A[proved health claim
Qualified health claim
A highly qualified health claim for whole grain consumption and its effect on Type 2 diabetes was recently approved by FDA. The claim, which was submitted by food giant ConAgra, reads as follows: 'Whole grains may reduce the risk of type 2 diabetes, although the FDA has concluded that there is very limited scientific evidence for this claim.'
Will such a claim be of use to formulators and marketers? Time will tell. But the need and the opportunity are evident. In a recent report Frost and Sullivan concluded thatthe marked for the diabetic management nutritional ingredients was $126 million in 2012 and will grow to grow to $240 million in 2019.
Tiptoeing through the claims
So how best to communicate the benefits certain foods or ingredients might to fit within the “diet therapy” that FDA talks about in the medical foods guidance? Sapsin said a company can still talk about the attributes of its food.
“You can still talk about the glycemic index of your food. You can still talk about sugar content,” he said.
“I think there is another way to look at it. I think it’s less about telling industry that it can’t help people manage their condition through their diet than it is telling industry there are limits to telling people what they can achieve through their diet,” Sapsin said.

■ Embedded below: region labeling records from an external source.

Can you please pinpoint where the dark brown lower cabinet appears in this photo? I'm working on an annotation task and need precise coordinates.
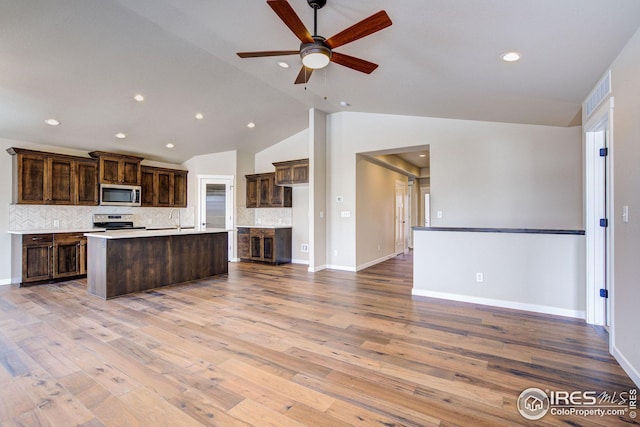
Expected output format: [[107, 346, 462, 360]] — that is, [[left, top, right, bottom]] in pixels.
[[53, 233, 87, 279], [238, 227, 291, 264], [21, 234, 53, 284], [11, 233, 87, 286], [87, 232, 229, 299]]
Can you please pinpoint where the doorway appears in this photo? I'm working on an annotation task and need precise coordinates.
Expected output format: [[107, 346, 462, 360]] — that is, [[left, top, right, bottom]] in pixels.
[[198, 175, 234, 260]]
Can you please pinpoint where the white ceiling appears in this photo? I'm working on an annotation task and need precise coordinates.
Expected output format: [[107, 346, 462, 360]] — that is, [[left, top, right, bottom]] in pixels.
[[0, 0, 640, 163]]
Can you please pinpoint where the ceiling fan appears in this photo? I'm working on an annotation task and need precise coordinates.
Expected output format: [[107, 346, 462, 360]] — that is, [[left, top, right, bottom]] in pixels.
[[237, 0, 391, 84]]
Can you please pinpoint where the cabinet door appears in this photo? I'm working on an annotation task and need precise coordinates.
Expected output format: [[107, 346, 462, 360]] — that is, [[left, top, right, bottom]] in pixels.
[[173, 171, 187, 208], [140, 167, 156, 207], [276, 166, 293, 185], [258, 176, 273, 207], [262, 234, 276, 262], [250, 233, 262, 260], [53, 240, 80, 278], [120, 159, 141, 185], [22, 234, 53, 283], [156, 171, 173, 206], [18, 154, 48, 204], [45, 157, 75, 205], [291, 163, 309, 184], [238, 228, 251, 259], [75, 160, 98, 206], [247, 177, 258, 208], [100, 157, 120, 184]]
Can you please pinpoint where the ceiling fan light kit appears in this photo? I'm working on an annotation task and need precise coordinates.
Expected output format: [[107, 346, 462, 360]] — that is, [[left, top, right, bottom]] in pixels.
[[237, 0, 392, 84], [300, 37, 331, 70]]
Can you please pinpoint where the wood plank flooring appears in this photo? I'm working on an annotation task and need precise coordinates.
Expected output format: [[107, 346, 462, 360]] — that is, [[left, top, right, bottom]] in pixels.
[[0, 255, 634, 427]]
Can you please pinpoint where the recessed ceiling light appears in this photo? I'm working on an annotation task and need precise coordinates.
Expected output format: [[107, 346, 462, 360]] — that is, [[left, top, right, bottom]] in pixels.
[[501, 52, 520, 62]]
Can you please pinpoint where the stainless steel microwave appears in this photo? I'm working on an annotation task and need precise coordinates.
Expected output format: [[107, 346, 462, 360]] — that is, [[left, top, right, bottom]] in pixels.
[[100, 184, 141, 206]]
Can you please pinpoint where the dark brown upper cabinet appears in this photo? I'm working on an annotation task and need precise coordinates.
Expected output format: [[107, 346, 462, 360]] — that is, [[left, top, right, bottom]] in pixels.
[[141, 166, 188, 208], [245, 172, 292, 208], [273, 159, 309, 186], [7, 148, 98, 205], [89, 151, 143, 185]]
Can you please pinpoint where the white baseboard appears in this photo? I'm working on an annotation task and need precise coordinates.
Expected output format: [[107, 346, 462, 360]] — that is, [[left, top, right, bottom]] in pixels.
[[307, 264, 327, 273], [356, 254, 397, 271], [411, 288, 585, 319], [326, 264, 356, 272], [611, 343, 640, 388]]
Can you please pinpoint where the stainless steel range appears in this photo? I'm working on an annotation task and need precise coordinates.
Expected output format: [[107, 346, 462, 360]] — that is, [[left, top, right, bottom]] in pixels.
[[93, 214, 145, 231]]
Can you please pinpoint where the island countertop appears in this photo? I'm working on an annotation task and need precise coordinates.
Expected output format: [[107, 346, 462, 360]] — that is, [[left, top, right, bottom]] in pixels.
[[84, 228, 228, 239]]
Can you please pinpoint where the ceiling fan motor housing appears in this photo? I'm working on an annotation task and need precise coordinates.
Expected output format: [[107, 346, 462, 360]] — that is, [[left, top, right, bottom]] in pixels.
[[300, 36, 331, 68], [307, 0, 327, 9]]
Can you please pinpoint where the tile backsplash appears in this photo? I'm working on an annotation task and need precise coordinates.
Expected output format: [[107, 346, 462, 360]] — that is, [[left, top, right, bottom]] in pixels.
[[9, 205, 195, 231], [236, 207, 293, 225]]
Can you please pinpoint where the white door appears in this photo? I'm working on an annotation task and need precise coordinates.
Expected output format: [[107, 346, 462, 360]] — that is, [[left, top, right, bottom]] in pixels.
[[395, 181, 409, 254], [424, 193, 431, 227], [585, 130, 612, 326], [198, 175, 234, 260]]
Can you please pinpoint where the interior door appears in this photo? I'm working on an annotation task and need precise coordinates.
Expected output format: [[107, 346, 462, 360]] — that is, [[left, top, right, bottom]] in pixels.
[[586, 130, 612, 326], [198, 175, 235, 259], [395, 181, 409, 254]]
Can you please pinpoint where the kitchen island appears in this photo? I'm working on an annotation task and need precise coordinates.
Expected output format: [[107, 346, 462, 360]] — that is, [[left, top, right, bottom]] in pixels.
[[85, 228, 228, 299]]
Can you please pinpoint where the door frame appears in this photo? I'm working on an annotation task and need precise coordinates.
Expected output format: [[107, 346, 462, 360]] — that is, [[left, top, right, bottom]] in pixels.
[[584, 97, 615, 328], [393, 179, 409, 255], [198, 175, 236, 261]]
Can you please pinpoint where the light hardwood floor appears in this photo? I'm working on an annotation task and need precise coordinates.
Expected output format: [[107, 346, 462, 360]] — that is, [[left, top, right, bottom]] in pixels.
[[0, 255, 634, 427]]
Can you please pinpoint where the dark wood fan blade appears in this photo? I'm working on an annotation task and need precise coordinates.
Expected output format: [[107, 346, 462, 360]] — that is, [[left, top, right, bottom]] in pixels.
[[331, 52, 378, 74], [326, 10, 392, 49], [267, 0, 313, 43], [236, 50, 300, 58], [295, 65, 313, 85]]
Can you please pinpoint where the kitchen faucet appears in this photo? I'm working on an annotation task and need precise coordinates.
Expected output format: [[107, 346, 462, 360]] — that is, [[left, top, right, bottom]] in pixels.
[[169, 208, 182, 231]]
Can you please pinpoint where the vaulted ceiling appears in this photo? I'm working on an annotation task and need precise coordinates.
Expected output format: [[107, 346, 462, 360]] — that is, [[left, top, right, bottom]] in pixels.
[[0, 0, 640, 163]]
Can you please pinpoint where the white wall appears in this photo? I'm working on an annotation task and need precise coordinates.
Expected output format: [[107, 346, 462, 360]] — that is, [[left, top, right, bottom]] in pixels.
[[412, 230, 586, 318], [254, 129, 309, 264], [327, 113, 583, 269], [611, 26, 640, 387]]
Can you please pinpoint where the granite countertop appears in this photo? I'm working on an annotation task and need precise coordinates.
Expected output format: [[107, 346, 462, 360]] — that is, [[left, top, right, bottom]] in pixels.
[[236, 225, 292, 228], [85, 228, 228, 239], [9, 227, 106, 234]]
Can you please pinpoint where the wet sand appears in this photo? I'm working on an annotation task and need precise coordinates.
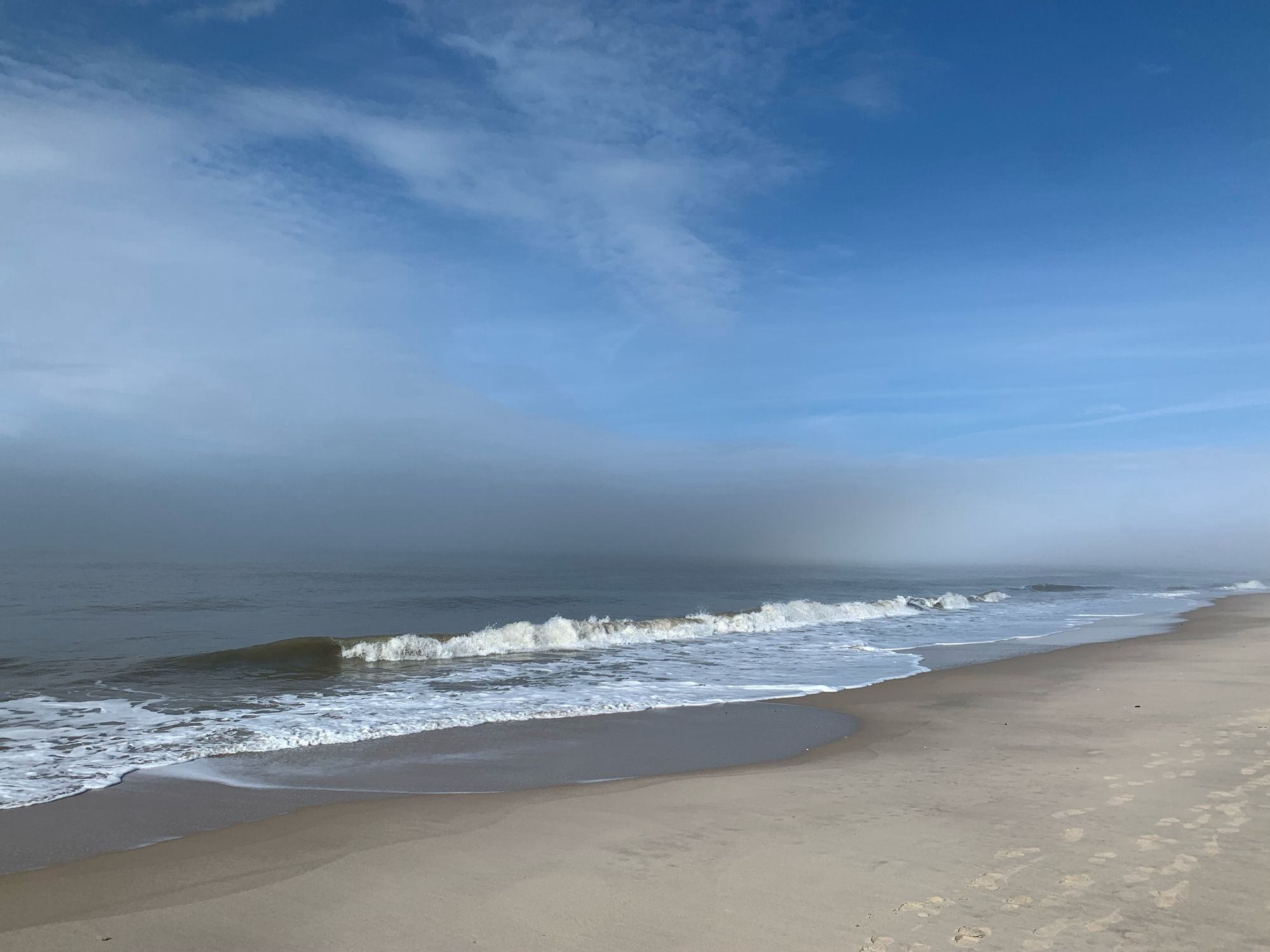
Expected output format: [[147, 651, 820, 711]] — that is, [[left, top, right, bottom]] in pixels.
[[0, 595, 1270, 952]]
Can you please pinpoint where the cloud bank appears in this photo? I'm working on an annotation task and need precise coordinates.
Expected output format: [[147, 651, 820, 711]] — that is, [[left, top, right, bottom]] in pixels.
[[0, 4, 1270, 565]]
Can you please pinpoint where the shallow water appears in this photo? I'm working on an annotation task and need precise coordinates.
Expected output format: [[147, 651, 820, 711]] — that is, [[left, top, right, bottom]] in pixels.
[[0, 553, 1246, 806]]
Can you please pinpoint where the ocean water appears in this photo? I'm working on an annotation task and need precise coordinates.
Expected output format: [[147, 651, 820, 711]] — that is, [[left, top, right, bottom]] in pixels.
[[0, 553, 1261, 807]]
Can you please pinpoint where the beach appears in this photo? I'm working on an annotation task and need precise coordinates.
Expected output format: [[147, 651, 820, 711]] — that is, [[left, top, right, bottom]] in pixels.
[[0, 595, 1270, 952]]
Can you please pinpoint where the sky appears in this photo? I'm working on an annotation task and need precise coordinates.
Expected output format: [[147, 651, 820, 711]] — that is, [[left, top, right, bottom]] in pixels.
[[0, 0, 1270, 565]]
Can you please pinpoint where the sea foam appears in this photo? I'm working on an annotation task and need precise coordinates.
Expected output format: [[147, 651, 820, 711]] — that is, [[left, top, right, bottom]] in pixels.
[[340, 592, 1008, 661]]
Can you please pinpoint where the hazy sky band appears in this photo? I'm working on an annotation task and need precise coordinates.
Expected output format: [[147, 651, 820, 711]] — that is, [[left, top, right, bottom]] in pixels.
[[0, 0, 1270, 559]]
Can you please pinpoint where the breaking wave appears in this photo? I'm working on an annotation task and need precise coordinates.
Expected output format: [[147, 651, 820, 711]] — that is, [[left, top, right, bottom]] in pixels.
[[1027, 581, 1110, 592], [160, 592, 1010, 673], [340, 592, 1005, 661]]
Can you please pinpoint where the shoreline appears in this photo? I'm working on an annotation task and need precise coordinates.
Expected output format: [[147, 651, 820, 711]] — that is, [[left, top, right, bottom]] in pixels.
[[0, 595, 1270, 952], [0, 599, 1199, 876]]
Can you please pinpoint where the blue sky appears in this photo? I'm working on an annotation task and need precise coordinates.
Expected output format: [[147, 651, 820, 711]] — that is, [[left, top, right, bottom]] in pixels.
[[0, 0, 1270, 564]]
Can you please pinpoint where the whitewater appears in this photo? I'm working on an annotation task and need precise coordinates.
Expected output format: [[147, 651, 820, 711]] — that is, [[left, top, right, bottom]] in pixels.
[[0, 569, 1260, 807]]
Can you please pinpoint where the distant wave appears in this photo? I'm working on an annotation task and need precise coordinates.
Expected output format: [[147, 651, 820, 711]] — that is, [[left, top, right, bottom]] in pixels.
[[340, 592, 1005, 661], [1027, 581, 1111, 592], [156, 592, 1010, 673]]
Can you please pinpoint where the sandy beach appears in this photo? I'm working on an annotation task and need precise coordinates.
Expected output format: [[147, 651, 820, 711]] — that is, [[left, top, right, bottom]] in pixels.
[[0, 595, 1270, 952]]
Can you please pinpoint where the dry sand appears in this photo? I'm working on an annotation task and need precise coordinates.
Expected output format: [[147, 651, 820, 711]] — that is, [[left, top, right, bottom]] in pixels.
[[0, 595, 1270, 952]]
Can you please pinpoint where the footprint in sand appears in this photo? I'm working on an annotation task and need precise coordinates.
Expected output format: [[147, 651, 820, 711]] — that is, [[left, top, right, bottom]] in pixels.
[[970, 873, 1006, 890], [1024, 919, 1067, 952], [952, 925, 992, 946], [1160, 853, 1199, 876], [860, 935, 895, 952], [1151, 880, 1190, 909], [1085, 909, 1124, 932], [992, 847, 1040, 859], [1058, 873, 1093, 895]]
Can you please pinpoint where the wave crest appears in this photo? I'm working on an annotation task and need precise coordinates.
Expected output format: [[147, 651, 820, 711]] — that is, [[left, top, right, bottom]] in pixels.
[[340, 592, 1008, 663]]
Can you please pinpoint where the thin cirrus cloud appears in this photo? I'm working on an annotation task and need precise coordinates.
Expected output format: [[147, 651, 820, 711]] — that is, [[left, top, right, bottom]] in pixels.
[[173, 0, 284, 23], [0, 3, 1266, 561]]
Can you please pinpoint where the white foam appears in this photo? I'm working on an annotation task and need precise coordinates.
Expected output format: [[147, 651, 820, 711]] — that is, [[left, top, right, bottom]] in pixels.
[[970, 590, 1010, 602], [340, 592, 991, 661]]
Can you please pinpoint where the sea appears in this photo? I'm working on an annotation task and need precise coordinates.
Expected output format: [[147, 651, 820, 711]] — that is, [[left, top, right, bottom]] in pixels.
[[0, 552, 1265, 809]]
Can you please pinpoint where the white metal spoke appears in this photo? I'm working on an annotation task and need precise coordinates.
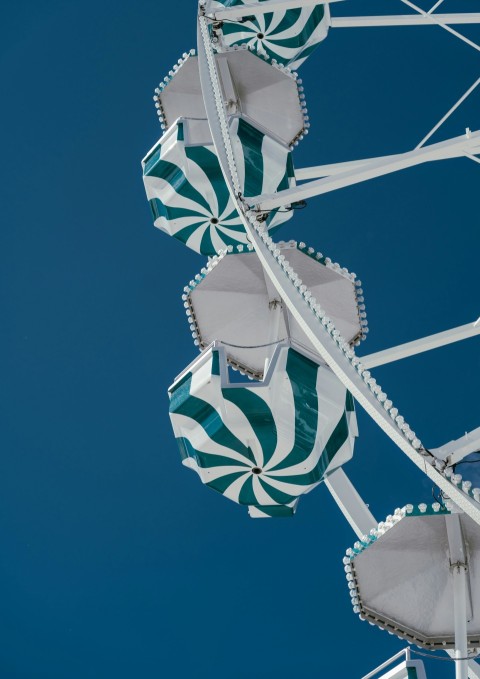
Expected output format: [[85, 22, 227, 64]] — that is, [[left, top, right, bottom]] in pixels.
[[325, 468, 378, 539], [430, 427, 480, 466], [198, 17, 480, 525], [427, 0, 443, 14], [445, 513, 471, 679], [415, 78, 480, 149], [331, 12, 480, 28], [465, 153, 480, 163], [401, 0, 480, 52], [204, 0, 344, 21], [248, 132, 480, 211], [362, 319, 480, 368]]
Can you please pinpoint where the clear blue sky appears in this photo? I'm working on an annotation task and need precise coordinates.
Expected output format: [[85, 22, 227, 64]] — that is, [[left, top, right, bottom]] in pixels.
[[0, 0, 480, 679]]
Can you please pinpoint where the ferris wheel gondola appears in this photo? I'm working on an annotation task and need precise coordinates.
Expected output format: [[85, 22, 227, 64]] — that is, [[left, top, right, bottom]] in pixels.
[[141, 0, 480, 679]]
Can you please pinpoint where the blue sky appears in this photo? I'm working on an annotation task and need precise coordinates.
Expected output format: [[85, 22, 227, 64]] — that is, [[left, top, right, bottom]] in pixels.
[[0, 0, 480, 679]]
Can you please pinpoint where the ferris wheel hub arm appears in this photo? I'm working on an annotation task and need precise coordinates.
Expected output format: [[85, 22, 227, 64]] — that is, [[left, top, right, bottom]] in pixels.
[[325, 467, 378, 538], [198, 11, 480, 525], [206, 0, 344, 21], [330, 12, 480, 28], [445, 513, 472, 679], [362, 319, 480, 368], [247, 130, 480, 211], [430, 427, 480, 465]]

And the wording marketers use to communicate the value of certain foods and ingredients in this area might help unlock some of that market that Frost and Sullivan is talking about. Consultant Jeff Hilton, speaking with FoodNavigator-USA last year, said maybe it’s time to shelve phrases such as “low GI,” and “metabolic syndrome” because they haven’t resonated with consumers.
"'Healthy blood sugar’ is a better way to communicate with consumers, although it will still take a lot of education. But I do think there is a huge potential in this market as so many people are pre-diabetic,” he said.